Deb Susan Asks: Jogger or Corpse?

For a mystery author, the conflict usually starts before the novel and expresses itself – unpleasantly – as soon as the book begins.

My family calls this “jogger or corpse.”

When you read a mystery novel or watch a detective show on TV, the opening scenes often show a person engaged in mundane activity. She’s running through a wooded park. He’s brushing his teeth while watching the morning news.

This represents a divergence from other genres, which often open with car chases, bombs, or other disasters in progress. Why? Because every experienced reader knows the innocent person buying a latte on the corner will soon discover a body … or become one.

Instant stakes.

Mysteries require a murder – a killer, a victim, a crime scene laced with interesting clues and a background cast of suspects (all of them liars). Those opening scenes set the stage, and although the initial setting seems peaceful, we know that a killer (or body, or both) is lurking immediately offstage.

I love the opening moments of mysteries – my own or someone else’s. Those moments when all the world is a suspect and also a victim. The tension of wondering whether that jogger is murderer, body, detective or innocent bystander stumbling into an appetite-spoiling scene.

To me, that’s tension at its finest.

By way of illustration, and also temptation, I offer the opening paragraphs from my upcoming Shinobi mystery, Claws of the Cat:

Father Mateo strolled through the narrow yard, hands folded and face cast down in meditation. His shoulders bent against the pre-dawn chill. The first two weeks of May had been warm in Kyoto, but this morning the switch to his summer kimono seemed just a bit premature.

At the other end of the garden a shadow snaked over the wall and into a cherry tree with no more sound than a spring wind rustling leaves.

The priest walked on, unaware.

I see two people in this scene.

Are they jogger, detective, witness, bystander, or corpse?

What’s your favorite part of a mystery novel? Do you prefer the “jogger or corpse” style opening or or are you a fan of action-style tension in opening scenes? I’d love to know what you think!

6 Replies to “Deb Susan Asks: Jogger or Corpse?”

  1. I’m a fun of the jogger or corpse opening too! Although some authors have made me care too much about the corpse! Well, probably not really too much because it makes me definitely root for finding the killer. But sad. Also – AAAAH. I want to know what awaits in the cherry tree!

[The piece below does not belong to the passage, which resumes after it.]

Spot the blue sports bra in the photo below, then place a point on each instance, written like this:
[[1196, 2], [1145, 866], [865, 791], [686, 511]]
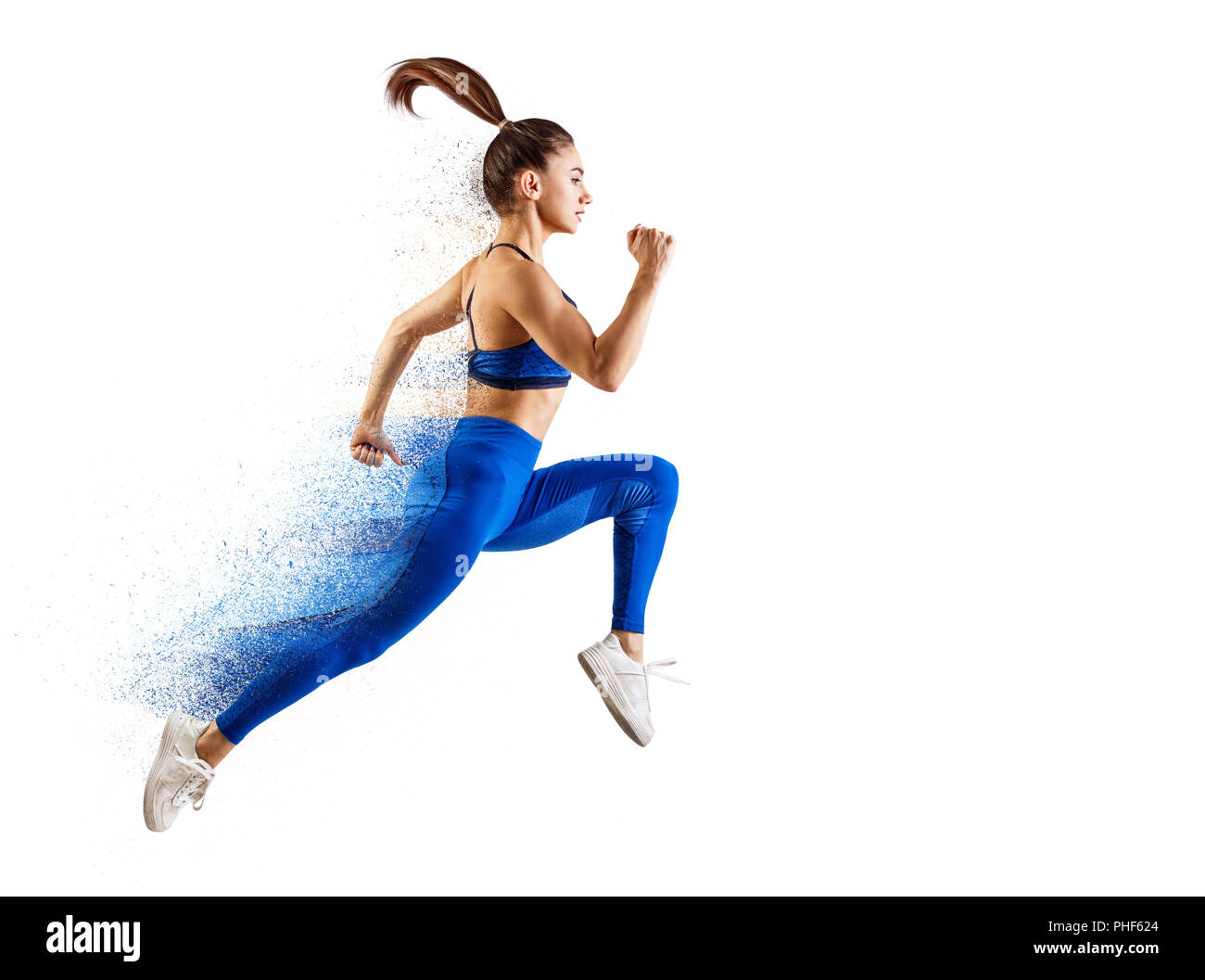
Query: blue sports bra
[[522, 366]]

  2. Am I going to be reading your book with one eye closed? I’m the gal that leaves the room if I think someone on TV is hiding behind the curtains!

    Oh, the things I do for Debs! 😉

    1. Hmm…I think you’ll be OK. There’s definitely a lot of action and suspense, though. Couldn’t be otherwise with a ninja in the driver’s seat!

  3. Jogger or corpse — I *love* this expression. My husband and I watch lots of murder mysteries (both old school British ones like Inspector Morse and the Inspector Lynley Mysteries and newer ones like the Danish version of The Killing), and they all start with that quiet tension where you wonder, “Is that guy about to get whacked? Or is he going to find a body?” Can’t wait to read your book!!

    1. I love that too! I am reading a mystery right now that takes awhile to get to the corpse and everytime someone walks onto the page I’m thinking, “him? Is he the one who gets it?” and it makes the shorthand you’ve invented especially useful!

      I once read a mystery where the jogger goes for a run in central park and investigates something totally weird looking/smelling, and you think, oh, there’s the corpse! But it’s just a pile of garbage bags dumped illegally. And then he shrugs his shoulders and turns around to run home and bam gets shot. It was HILARIOUS. I mean, in a weird morbid way. Anyone know what book that was?